Although there are many delighted "Goodwinned" teachers like Maggie, Jan is aware of the need for tact when she talks to teachers about changing their appearance. If she is too critical, she could actually end up making people feel worse about themselves.

"I think it helps that I am coming from the same place. I am 5ft and I used to long to be 5ft 8in, but you have to learn to accept yourself, even if you are not Cindy Crawford."

Sometimes teachers will react defensively against what she has to say.

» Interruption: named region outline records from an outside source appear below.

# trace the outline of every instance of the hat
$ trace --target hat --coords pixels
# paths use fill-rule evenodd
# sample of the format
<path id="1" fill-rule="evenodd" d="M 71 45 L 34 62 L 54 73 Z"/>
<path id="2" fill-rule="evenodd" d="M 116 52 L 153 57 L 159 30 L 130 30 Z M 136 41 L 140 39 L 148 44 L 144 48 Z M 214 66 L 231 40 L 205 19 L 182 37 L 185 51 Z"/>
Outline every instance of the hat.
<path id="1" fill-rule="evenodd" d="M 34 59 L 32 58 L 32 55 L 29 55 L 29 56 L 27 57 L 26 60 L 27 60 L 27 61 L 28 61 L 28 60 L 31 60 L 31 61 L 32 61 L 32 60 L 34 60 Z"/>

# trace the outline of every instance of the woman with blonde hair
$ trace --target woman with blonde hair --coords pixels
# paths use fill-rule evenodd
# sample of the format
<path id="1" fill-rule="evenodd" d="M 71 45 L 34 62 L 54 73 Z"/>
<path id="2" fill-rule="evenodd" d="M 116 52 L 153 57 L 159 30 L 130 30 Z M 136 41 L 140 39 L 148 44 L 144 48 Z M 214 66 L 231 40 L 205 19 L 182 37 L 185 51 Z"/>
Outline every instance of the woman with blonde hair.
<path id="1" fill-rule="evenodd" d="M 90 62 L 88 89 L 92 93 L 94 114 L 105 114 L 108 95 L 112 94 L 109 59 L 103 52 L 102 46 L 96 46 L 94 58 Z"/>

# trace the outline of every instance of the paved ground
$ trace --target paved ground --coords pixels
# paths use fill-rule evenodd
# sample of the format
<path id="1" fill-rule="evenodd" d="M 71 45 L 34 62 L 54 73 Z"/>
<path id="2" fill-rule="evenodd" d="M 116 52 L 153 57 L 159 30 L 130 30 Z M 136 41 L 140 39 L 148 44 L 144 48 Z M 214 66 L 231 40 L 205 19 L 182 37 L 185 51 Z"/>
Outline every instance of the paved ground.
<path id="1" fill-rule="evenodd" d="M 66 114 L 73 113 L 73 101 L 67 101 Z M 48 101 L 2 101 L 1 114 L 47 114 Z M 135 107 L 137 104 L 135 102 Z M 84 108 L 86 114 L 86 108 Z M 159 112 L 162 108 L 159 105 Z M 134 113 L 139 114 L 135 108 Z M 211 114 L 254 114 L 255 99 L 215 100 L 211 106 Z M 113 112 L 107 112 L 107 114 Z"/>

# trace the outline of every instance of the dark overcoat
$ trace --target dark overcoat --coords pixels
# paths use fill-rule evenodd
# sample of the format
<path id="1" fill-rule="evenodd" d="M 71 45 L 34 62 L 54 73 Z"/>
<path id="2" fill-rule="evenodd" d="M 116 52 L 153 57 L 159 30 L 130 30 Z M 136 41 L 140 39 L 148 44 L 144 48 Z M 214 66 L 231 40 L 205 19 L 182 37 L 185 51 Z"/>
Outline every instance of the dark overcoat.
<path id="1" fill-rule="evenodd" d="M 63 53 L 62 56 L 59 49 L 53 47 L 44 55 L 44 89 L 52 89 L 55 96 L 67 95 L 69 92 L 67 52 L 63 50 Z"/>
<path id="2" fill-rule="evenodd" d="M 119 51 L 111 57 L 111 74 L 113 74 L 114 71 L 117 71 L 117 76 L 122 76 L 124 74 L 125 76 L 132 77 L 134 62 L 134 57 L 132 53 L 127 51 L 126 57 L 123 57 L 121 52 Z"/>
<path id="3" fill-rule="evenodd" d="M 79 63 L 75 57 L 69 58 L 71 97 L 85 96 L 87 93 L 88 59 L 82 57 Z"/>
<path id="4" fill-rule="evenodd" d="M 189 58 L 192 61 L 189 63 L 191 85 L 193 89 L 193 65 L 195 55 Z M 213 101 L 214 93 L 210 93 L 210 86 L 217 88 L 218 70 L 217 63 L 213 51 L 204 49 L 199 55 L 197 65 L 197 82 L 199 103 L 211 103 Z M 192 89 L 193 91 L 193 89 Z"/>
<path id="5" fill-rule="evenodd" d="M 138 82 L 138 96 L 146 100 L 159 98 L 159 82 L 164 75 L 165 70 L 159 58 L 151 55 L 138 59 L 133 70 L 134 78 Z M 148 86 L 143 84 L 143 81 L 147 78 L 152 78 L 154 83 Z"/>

At Cassie Ellins's previous school, some teachers lampooned their "Goodwinned" colleagues in the staff Christmas play. "They can find it very threatening if colleagues suddenly change their image," she says.

Men are particularly sensitive - those who pay for extra training from Jan Goodwin always want her to keep it secret. "Male teachers get a particularly bad press about their appearance, yet many of them resent criticism and don't seem aware of the need to smarten themselves up," Jan Goodwin says. "My job is to try to change their attitude."

Some also question the rigidity of the dress code Jan Goodwin suggests. Why insist on tights when they are no longer de rigueur even at a Royal garden party?

The cost of a makeover could seem prohibitive. But Jan Goodwin says that it costs the same to buy clothes from Oxfam in the right colours as in the wrong colours. Sue Lewis says she has saved time and money since she had her appearance analysed.

"It makes shopping easier because I can see straightaway if there's nothing there for me," she says. "I no longer have to buy things for special occasions as I can always put something suitable together."

Cassie Ellins says she now spends less on clothes. "I used to be a shopaholic, buying unsuitable things just because they were in the sale. Now I can go for months without buying anything."

A "colour day" with Jan Goodwin costs Pounds 60; she will help you work out which colours suit you best. For Pounds 85, you can learn about shape and style - are your black jackets making you look 20 years older? Does that mid-calf length skirt really do anything for your legs?

Meanwhile, after her success with teachers, Jan Goodwin is now working with pupils as part of a programme to help them get the most out of work experience. She is advising them on personal presentation for their placement. But as Maureen Bromley-Smith???? points out, the pupils won't get the message unless their teachers have. In September, she is launching two new professional development courses involving teachers which will include sessions on enhancing their appearance.

For further information, please contact: Jan Goodwin of House of Colour, Atlas Business Centre, Stoke Barn, 72 Havant Road, Hayling Island, Hants PO11 OLH. TelFax 01705 465333. Maureen Bromley-Smith, Southampton and New Forest Education-Business Partnership. Tel: 01703 237662.


Style for teachers

1 Avoid see-through blouses, low necks or dangly bracelets.

2 Don't lug around a huge, bulging handbag.

3 Leave your leggings, jeans and Fair Isle jumpers at home.

4 Men should steer clear of old tweed jackets, shorts and sandals.

5 Try to express your personality through your clothes.

6 Keep a smart jacket and a pair of heeled shoes ready to slip on for meetings with governors or parents.